Encaramo-nos por mais alguns segundos antes de cairmos juntos na gargalhada.

– Não pensei que fosse ficar assim – Dizia meu irmão enquanto se olhava com tristeza no meu espelho do banheiro.

Eu já tinha feito alguns cursinhos de cabeleireiro anos antes e tentei arrumar aquela bagunça. Ele parecia um palito de fósforo, ainda deixou alguns cabelos escuros enquanto o vermelho vivo gritava na sua cabeça.

Em chamas, era como ele parecia estar.

– Você descoloriu o cabelo? – Perguntei enquanto me ajeitava atrás da cadeira que colocamos de frente para o espelho, comecei a dividir seu cabelo e aos poucos passei o pincel cheio de tinta em seu cabelo ondulado que ia até a altura dos olhos.

– Acho que posso ter cochilado com o descolorante no cabelo. – Ele dá de ombros. Eu fico boquiaberta.

– Seu cabelo poderia ter caído. – De repente imagino-o careca e quase deixo o pincel cair enquanto caio novamente na gargalhada. Desta vez sozinha.

– Pode rir, mas isso acabaria comigo. Imagina só como Daniel me olharia depois disso?

....

Ah! Esqueci de contar uma coisa. Meu irmão é homossexual.

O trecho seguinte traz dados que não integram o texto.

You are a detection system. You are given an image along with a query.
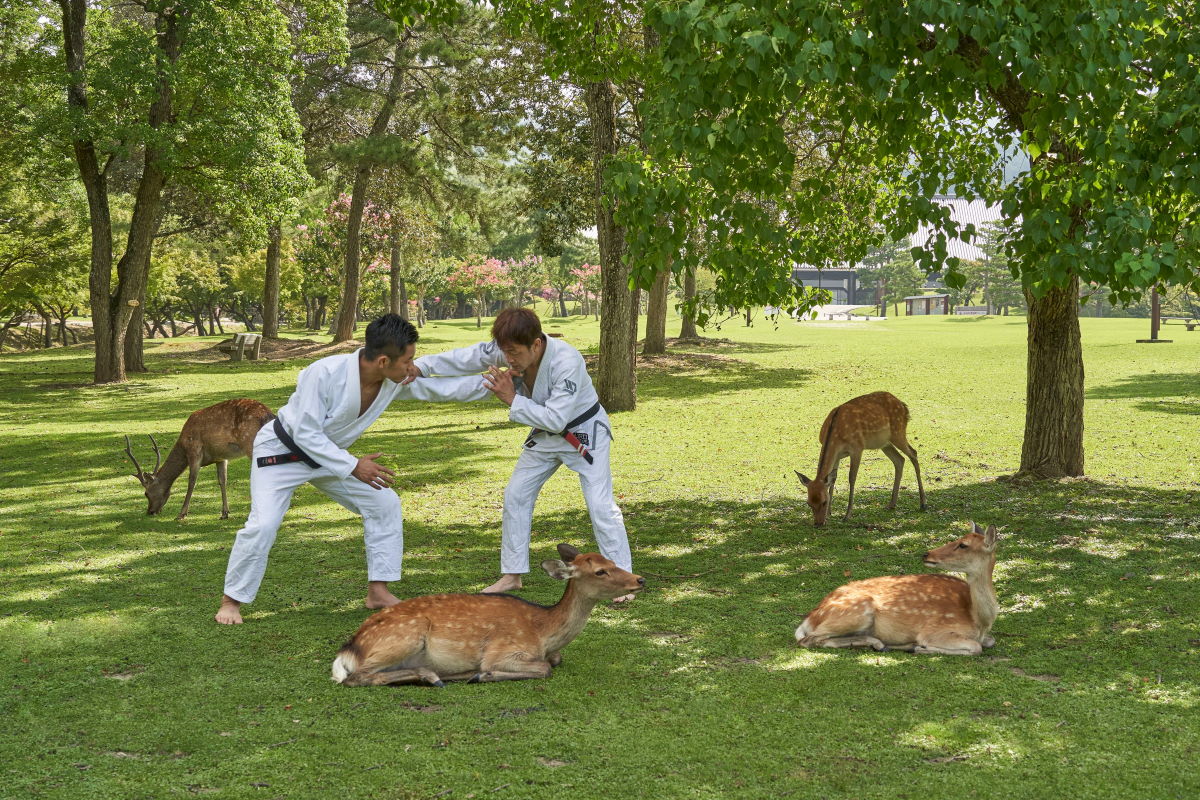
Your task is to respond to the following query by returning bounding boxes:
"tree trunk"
[263,221,283,339]
[679,267,700,339]
[583,80,637,411]
[334,36,407,342]
[62,0,125,384]
[1019,276,1084,479]
[642,269,671,354]
[388,224,408,320]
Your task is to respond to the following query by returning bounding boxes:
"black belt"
[256,417,320,469]
[526,401,600,464]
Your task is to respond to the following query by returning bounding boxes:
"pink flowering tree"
[450,255,512,327]
[504,255,547,307]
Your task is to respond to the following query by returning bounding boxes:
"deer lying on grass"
[796,523,1000,656]
[332,545,646,686]
[796,392,925,528]
[125,398,275,519]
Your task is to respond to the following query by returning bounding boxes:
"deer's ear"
[983,525,997,551]
[541,559,575,581]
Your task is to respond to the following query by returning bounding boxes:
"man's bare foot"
[214,595,241,625]
[366,581,400,608]
[482,573,522,595]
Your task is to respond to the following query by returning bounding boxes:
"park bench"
[217,333,263,361]
[1159,317,1200,331]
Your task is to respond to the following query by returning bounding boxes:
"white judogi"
[224,350,490,603]
[415,337,632,573]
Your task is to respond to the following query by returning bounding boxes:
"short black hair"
[362,314,421,361]
[492,308,541,347]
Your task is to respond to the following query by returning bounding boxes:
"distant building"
[904,294,950,317]
[792,266,876,306]
[792,194,1003,303]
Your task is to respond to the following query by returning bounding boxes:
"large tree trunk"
[1019,276,1084,479]
[584,80,637,411]
[263,222,283,339]
[62,0,125,384]
[334,35,407,342]
[388,227,408,320]
[679,267,700,339]
[642,269,671,353]
[62,0,182,384]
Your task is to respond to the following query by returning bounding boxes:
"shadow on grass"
[1086,373,1200,414]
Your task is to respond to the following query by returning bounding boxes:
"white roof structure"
[911,194,1003,259]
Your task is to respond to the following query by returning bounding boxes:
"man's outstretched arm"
[413,342,505,378]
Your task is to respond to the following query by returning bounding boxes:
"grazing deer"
[332,545,646,686]
[796,523,1000,656]
[796,392,925,528]
[125,398,275,519]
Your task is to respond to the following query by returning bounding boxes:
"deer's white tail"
[330,644,359,684]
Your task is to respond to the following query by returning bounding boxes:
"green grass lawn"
[0,317,1200,800]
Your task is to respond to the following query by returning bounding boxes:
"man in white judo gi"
[216,314,487,625]
[413,308,634,602]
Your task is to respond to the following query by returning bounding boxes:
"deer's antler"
[125,434,146,486]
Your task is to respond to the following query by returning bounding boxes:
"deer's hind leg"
[217,461,229,519]
[882,445,904,511]
[835,450,863,519]
[175,458,200,519]
[913,631,983,656]
[892,432,926,511]
[470,648,554,684]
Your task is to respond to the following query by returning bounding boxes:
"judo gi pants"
[500,433,632,575]
[224,425,404,603]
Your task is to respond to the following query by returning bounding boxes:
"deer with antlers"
[796,523,1000,655]
[332,545,646,686]
[796,392,925,528]
[125,398,275,519]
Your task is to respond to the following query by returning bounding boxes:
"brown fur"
[796,524,998,655]
[796,392,925,528]
[334,545,646,686]
[125,398,275,519]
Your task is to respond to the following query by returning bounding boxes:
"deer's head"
[923,522,996,575]
[792,470,835,528]
[541,545,646,600]
[125,437,170,516]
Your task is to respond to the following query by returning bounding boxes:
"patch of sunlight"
[7,542,212,577]
[770,648,838,672]
[1001,594,1046,613]
[896,720,1046,762]
[637,543,708,558]
[658,587,713,603]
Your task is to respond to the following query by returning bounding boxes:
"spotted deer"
[796,523,1000,656]
[796,392,925,528]
[125,398,275,519]
[332,545,646,686]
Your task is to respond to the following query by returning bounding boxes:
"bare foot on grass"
[482,573,522,595]
[214,595,241,625]
[366,581,400,608]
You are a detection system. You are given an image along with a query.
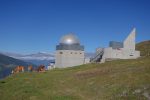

Luke era a melhor pessoa do mundo. Sempre foi um irmão mais velho maravilhoso. E admirei-o ainda mais quando ele tomou coragem e contou a nossos pais que estava namorando Daniel. No início meus pais ficaram loucos, mas eles amavam demais meu irmão e aos poucos aceitaram conhecer Daniel. Terminaram quase dois anos depois.

Ele não precisou se preocupar com o cabelo. Ainda ficou um pouco avermelhado, mas estaria mais escuro em duas semanas. Nunca mais tentou colocar qualquer tipo de tintura no cabelo, seu castanho escuro permanece livre de química até hoje.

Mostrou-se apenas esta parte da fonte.